Reviewing the Default Retirement Age

“Hundreds of thousands of older workers who face forced retirement in the near future will welcome the Tories’ pledge to ‘look at how to abolish the Default Retirement Age’. We now need a clear commitment to scrap this unfair and outdated piece of legislation.”

The ‘Green Deal’

“Giving every household a loan to improve the energy efficiency of their home – paid off through savings on fuel bills – will not prioritise the millions of older people in fuel poverty.

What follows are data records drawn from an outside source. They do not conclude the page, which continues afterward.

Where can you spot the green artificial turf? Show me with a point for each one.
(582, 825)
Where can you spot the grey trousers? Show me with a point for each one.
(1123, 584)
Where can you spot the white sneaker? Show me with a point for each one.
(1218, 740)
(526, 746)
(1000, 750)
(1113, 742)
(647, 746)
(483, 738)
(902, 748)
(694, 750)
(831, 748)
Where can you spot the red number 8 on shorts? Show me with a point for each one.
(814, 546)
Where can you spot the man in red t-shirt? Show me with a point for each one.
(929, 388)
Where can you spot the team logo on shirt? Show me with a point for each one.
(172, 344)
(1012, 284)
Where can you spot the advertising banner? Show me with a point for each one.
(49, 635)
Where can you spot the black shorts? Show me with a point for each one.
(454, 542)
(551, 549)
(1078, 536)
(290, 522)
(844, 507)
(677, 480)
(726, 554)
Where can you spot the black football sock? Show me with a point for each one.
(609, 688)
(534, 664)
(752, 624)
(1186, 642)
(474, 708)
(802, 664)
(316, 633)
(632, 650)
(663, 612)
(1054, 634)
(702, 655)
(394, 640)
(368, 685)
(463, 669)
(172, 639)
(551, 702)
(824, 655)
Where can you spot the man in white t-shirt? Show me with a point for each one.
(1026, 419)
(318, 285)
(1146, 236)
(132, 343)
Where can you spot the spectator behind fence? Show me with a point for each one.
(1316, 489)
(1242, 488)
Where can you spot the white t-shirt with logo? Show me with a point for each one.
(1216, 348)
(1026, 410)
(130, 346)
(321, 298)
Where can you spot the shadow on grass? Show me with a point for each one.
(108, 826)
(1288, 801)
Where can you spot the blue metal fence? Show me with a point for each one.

The manifesto lacks a clear and comprehensive strategy to address the worsening problem of fuel poverty and the rising number of winter deaths.”

Human Rights

“We will oppose plans to replace the Human Rights Act with a UK Bill of Rights if this leads to any reduction in the level of protection currently afforded.”

Lib Dem

In response to the Liberal Democrats manifesto published 14.04.10‚ Michelle Mitchell‚ Age UK Charity Director‚ said:

“This manifesto clearly shows the Liberal Democrats have got to grips with many of the problems people in later life experience with innovative and thoughtful policies.

“But this positive work is undermined by the party’s failure to provide any concrete proposals on how they will tackle social care – the biggest social policy issue for the next parliament. 

“Creating an Independent Commission without a clear statement on policy direction will do little more than delay facing up to the challenge of fixing the crumbling care system. The only firm proposal on the table is to scrap the Personal Care at Home Bill‚ but it’s not clear what will replace it. This is a missed opportunity when older voters say social care is one of their top concerns.

“The Liberal Democrats today scored 6 out of 18 for progress against the key priorities outlined in Age UK’s election manifesto.” 

What are the key commitments to older people the Liberal Democrats have made in their manifesto? 

In response to the following commitments‚ Michelle Mitchell said:


“The Liberal Democrats have shown real commitment to people in later life by proposing to scrap the Default Retirement Age immediately. Yet they have failed to back up this strong move with a clear strategy on increasing employment opportunities for older workers and getting unemployed over 50s back to work.”

Raising pensions and the income tax threshold

“We whole-heartedly welcome the pledge to immediately re-link basic state pension with earnings – with a guaranteed minimum up-rating of 2.5 per cent – and increase it to the level of Pension Credit over time.

“While the majority of pensioners already have incomes too low to be taxed‚ raising the income tax allowance will be welcomed by older tax payers on modest incomes.

“The manifesto also puts forward proposals to reform pension tax relief. We support the need for reform to provide a fairer system with better incentives to save for those on low and modest incomes.”

Fuel poverty

“Tackling fuel poverty requires a multi-pronged approach and the package of measures put forward by the Liberal Democrats is a step in the right direction.

“The combination of loans for home improvement paid off through savings on fuel bills‚ lower costs for the first units of energy used and a system of social tariffs available to those on lower incomes could potentially benefit many older households in fuel poverty.

“The extension of Winter Fuel Payments to people with severe disability will be welcome by many‚ but the new eligibility criteria will penalise those people aged 60 to 64 who fail to claim Pension Credit or just miss out on it.”